Halim laughed nervously. ‘Well, you will hardly require the services of the English governess when you are married, Highness. Your daughter will be in the care of your new wife, as is right and proper.’
‘Eventually, perhaps, when I am actually married.’
‘But with the betrothal papers signed, there will be no reason to delay.’
No reason, save his own reluctance. ‘I’ve only met Princess Adira once, remember.’
Halim beamed. ‘And the next time you meet her will be on your wedding night, as is the tradition.’
Jamil thumped his fist down on the desk. ‘No!’ He pushed his chair back and got to his feet. ‘It is time both you and the Council recognised this is the nineteenth century, not the thirteenth. I won’t have my wife brought to me painted and veiled like some offering. I am not a prize stud camel, I don’t perform to order. And she—Princess Adira—she’s barely exchanged two words with me.’
‘You are hardly marrying her for her conversational skills,’ Halim said with a smirk, ‘she will be first wife, not first minister.’
‘First and only wife. Therefore it is, even you will admit, preferable that at the very least we do not hold one another in dislike.’
‘Indeed, but the Princess Adira—’
‘I am sure she has many excellent qualities, but that’s not what I’m talking about.’
‘What are you talking about, Prince Jamil?’
A beautiful face, a pair of turquoise eyes, a coral mouth curved into a welcoming smile.
‘Master?’
Someone to depend upon. Someone who would share and not just take. Cassie! The beautiful creature who had created a sanctuary in Linah’s apartments where he could be free from the cares of the world. Who saw him not as Prince Jamil, ruler of Daar-el-Abbah, nor as a provider, nor as a peace maker, neither as an enemy nor an ally. Who called him Jamil in that soft husky voice of hers with the quaint English accent. Who saw him as a man, not a prince. Who talked to him as a friend. Whose delicious body and delightful scent and coral-pink mouth haunted his dreams.

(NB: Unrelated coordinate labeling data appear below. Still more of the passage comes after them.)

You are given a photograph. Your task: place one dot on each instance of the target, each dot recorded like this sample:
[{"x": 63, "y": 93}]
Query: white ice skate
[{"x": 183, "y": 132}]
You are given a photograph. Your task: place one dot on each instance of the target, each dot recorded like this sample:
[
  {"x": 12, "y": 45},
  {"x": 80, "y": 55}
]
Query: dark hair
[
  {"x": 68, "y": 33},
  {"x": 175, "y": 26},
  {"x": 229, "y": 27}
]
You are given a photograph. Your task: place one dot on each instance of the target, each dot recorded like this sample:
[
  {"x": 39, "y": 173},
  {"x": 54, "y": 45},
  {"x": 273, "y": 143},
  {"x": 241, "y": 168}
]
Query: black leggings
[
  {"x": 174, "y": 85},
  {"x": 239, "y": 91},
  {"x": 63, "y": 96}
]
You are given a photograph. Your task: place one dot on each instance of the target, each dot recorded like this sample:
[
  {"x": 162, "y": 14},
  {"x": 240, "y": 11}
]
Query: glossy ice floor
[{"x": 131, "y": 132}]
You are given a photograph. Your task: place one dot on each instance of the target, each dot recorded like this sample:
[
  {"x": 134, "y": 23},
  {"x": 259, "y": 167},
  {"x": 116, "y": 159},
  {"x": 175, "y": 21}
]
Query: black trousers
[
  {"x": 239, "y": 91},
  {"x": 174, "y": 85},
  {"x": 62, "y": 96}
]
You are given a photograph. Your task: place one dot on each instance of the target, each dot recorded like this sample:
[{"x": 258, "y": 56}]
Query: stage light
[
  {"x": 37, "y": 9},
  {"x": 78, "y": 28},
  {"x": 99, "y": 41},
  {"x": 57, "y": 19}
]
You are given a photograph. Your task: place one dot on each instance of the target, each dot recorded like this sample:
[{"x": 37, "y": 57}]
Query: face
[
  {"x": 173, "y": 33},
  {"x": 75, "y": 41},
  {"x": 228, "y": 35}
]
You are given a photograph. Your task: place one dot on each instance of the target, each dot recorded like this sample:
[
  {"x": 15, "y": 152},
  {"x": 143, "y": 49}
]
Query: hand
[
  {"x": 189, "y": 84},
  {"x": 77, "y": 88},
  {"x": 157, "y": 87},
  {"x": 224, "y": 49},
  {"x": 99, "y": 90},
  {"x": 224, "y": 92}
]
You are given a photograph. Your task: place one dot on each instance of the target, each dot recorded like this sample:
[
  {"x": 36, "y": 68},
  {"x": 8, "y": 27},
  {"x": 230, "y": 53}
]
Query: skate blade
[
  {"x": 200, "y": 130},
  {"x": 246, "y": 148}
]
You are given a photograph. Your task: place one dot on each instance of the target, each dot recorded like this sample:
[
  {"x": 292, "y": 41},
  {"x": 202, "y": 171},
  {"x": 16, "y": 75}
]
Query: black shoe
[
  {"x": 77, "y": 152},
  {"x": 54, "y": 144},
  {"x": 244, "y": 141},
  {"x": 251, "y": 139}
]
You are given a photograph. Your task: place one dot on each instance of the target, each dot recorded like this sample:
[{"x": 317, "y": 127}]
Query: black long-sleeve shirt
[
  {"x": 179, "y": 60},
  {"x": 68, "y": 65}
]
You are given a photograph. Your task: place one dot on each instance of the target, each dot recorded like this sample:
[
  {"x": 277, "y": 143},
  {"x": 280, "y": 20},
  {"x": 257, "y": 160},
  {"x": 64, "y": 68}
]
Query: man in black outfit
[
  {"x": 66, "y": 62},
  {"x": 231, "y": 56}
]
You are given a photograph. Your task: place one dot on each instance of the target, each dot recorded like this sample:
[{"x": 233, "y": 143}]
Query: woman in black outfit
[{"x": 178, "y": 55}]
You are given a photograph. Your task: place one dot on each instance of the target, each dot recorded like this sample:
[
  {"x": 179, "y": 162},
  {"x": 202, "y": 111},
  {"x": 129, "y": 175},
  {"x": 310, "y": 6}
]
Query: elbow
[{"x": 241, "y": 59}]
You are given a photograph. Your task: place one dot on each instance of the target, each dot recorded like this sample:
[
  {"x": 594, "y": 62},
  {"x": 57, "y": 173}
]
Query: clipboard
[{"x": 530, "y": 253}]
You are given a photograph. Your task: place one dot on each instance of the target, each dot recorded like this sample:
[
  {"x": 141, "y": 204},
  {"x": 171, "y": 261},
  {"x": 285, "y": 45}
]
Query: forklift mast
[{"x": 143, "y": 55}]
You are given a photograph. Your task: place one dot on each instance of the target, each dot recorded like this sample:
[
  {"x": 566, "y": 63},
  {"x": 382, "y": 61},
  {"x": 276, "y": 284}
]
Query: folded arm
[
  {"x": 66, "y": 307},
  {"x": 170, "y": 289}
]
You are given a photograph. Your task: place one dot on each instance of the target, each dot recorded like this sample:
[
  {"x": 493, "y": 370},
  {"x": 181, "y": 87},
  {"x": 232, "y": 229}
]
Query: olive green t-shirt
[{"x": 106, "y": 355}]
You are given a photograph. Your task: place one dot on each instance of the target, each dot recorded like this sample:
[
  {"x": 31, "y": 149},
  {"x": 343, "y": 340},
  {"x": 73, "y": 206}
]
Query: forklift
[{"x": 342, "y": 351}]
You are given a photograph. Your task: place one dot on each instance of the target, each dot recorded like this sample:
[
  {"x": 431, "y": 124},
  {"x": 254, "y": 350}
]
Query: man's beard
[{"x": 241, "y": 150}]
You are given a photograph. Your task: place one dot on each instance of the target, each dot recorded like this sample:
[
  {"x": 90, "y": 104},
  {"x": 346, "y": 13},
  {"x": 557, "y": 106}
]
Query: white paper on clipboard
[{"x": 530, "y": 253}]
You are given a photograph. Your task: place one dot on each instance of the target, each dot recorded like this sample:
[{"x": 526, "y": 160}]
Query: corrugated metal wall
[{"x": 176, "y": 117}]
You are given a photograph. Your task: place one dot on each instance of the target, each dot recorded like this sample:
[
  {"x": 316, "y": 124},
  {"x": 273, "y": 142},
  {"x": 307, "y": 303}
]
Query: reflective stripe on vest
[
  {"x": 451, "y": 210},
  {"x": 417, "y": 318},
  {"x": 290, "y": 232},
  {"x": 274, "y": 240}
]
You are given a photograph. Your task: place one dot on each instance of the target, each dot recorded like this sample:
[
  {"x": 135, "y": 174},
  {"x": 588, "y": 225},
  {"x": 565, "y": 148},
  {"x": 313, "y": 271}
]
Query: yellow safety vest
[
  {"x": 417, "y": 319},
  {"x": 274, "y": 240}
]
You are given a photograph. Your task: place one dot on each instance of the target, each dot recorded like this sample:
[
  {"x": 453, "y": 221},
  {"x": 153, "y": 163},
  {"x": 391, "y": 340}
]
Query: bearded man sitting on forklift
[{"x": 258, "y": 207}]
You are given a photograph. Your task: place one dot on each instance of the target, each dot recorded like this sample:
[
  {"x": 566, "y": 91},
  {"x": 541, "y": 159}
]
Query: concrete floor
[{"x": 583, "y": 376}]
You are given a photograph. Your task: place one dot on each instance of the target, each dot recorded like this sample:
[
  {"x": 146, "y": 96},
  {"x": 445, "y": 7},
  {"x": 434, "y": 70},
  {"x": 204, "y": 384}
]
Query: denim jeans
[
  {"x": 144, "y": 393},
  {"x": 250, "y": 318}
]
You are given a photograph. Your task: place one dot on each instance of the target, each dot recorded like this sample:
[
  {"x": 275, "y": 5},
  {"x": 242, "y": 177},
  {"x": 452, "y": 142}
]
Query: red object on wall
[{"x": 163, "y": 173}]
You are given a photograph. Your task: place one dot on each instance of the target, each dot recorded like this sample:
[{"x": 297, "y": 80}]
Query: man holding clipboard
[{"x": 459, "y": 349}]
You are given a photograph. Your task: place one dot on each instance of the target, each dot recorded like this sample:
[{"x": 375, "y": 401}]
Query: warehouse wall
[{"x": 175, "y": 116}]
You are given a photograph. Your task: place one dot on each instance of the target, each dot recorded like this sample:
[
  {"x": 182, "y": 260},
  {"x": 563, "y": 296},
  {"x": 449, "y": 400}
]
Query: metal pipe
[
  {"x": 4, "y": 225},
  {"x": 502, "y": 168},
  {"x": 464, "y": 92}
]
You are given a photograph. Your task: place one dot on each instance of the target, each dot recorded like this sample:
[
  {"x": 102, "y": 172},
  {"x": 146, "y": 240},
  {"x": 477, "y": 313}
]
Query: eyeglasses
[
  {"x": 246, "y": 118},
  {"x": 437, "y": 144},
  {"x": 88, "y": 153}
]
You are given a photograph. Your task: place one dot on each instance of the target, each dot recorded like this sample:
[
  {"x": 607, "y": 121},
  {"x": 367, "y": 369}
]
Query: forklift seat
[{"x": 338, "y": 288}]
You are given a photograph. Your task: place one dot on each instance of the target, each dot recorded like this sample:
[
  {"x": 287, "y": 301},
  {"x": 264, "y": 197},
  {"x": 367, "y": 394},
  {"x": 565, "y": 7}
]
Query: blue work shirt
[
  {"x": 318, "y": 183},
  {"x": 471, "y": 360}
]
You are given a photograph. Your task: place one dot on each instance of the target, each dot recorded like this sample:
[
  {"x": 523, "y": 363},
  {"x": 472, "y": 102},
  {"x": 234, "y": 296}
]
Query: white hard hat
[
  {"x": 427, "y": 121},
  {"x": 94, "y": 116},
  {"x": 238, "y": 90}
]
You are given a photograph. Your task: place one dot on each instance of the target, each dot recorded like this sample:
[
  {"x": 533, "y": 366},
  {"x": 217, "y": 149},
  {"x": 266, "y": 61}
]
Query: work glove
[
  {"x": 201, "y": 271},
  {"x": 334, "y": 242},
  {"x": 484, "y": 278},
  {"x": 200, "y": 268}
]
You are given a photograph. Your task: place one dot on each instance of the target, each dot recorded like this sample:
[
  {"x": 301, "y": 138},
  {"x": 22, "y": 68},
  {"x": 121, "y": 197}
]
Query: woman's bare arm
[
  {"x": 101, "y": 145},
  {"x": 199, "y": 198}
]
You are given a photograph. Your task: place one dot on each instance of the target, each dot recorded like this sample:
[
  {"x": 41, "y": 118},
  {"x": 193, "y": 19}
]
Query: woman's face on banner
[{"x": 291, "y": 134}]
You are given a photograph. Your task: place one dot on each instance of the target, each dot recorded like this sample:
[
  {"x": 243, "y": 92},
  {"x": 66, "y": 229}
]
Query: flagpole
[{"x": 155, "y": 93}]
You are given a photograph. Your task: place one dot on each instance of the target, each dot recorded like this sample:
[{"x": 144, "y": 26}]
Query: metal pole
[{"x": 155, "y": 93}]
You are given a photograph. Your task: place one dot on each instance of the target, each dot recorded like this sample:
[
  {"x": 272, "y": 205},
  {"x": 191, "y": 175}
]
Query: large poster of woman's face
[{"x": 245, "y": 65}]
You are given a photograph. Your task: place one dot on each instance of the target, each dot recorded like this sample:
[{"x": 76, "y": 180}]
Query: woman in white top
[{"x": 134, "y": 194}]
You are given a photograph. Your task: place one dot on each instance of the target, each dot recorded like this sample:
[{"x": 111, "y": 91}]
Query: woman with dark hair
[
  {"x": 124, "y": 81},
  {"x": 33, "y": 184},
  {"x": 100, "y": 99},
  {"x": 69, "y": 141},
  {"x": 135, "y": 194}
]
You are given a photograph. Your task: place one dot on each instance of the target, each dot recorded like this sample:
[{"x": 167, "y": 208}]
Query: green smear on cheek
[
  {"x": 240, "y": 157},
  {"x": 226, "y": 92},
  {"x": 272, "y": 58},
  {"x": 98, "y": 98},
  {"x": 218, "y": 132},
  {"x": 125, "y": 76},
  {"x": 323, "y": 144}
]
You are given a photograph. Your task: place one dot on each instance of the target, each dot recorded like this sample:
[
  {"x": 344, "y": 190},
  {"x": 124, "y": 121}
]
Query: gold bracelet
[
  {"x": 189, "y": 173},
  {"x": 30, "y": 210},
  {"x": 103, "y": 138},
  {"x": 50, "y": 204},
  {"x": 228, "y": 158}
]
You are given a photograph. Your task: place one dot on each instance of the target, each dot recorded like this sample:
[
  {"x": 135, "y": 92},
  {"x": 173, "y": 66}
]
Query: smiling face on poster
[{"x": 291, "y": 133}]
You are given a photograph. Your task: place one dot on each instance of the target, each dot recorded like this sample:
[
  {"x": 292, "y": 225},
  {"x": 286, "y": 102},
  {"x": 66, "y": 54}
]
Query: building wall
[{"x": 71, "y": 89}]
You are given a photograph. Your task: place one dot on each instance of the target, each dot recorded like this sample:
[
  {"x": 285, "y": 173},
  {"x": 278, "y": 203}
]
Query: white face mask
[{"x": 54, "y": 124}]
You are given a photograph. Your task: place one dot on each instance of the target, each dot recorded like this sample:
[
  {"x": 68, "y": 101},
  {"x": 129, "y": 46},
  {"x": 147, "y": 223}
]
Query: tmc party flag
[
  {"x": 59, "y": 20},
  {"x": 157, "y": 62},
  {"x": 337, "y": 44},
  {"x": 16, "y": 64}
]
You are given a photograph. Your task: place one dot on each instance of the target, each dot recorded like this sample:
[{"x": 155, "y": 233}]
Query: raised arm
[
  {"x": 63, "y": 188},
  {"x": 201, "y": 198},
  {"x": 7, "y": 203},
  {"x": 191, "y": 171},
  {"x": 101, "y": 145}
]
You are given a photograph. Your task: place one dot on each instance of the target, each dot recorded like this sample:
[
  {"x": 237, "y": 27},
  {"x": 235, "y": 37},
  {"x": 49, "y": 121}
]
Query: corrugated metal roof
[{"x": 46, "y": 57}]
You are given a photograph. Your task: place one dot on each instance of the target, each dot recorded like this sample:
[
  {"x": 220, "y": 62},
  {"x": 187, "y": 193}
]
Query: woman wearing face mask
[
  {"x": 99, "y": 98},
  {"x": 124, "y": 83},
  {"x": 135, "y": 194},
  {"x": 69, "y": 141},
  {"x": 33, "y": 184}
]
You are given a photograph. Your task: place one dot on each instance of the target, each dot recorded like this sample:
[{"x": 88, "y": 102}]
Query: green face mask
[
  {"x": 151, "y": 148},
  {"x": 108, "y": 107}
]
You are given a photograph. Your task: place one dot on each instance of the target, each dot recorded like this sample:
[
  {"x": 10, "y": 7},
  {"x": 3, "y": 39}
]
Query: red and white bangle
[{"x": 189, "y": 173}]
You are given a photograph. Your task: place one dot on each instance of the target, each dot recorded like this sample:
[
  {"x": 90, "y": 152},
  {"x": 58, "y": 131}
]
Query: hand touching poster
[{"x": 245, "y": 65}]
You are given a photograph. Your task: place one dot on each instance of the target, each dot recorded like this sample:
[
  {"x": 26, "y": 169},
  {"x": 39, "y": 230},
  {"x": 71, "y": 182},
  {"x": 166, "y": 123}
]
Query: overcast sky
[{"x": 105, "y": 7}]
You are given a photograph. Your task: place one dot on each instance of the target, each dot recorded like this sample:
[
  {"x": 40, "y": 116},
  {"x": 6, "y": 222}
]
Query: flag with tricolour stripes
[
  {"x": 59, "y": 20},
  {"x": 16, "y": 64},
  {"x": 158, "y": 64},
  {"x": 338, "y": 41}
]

It would be pleasant there in the courtyard as dusk began to fall. An oasis of calm and peace, of seclusion from the world, even if it was just an illusion. He would go to her once he had, yet again, done his duty by signing away the little he had left of himself. He would go to her, and she would soothe him just by talking about the mundane details of her day. He would let her voice wash over him, and he would forget about everything else for a few precious moments.
The thought was enough of an incentive to force him into action. ‘Very well, let’s get this over with.’ Jamil grabbed the ceremonial gold-and-emerald cloak that lay waiting on the divan under the window and fastened it around his neck with the ornate emerald pin. The sabre next, then the ring and the head dress and the golden band. He straightened his shoulders and tugged at the heavy belt holding the sabre in place. Then he nodded at Halim, who flung open the door to the prince’s private apartments, and clicked his fingers to summon the honorary guard.
Six men, dressed in pristine white, formed up in the corridor behind their ruler. Halim himself picked up the trailing edge of Prince Jamil’s cloak, and the party set off for the throne room at a swift pace.
The double doors of the magnificent room were already open in readiness. Two rows of Royal Guards formed a pathway to the dais, their scimitars raised, points touching. Rays from the sinking sun slanted through the high windows and glinted on the polished steel. The waiting Council of Elders made obeisance as Jamil strode by, remaining on their knees, heads bowed, eyes averted, until he ascended the steps to the throne and bowed solemnly in greeting. The contract lay before him on a low table along with a selection of quills and a bottle of ink. Jamil picked up a pen, dipped it in the ink and signed his name, waiting impatiently for Halim to heat the wax before imprinting the seal from his ring.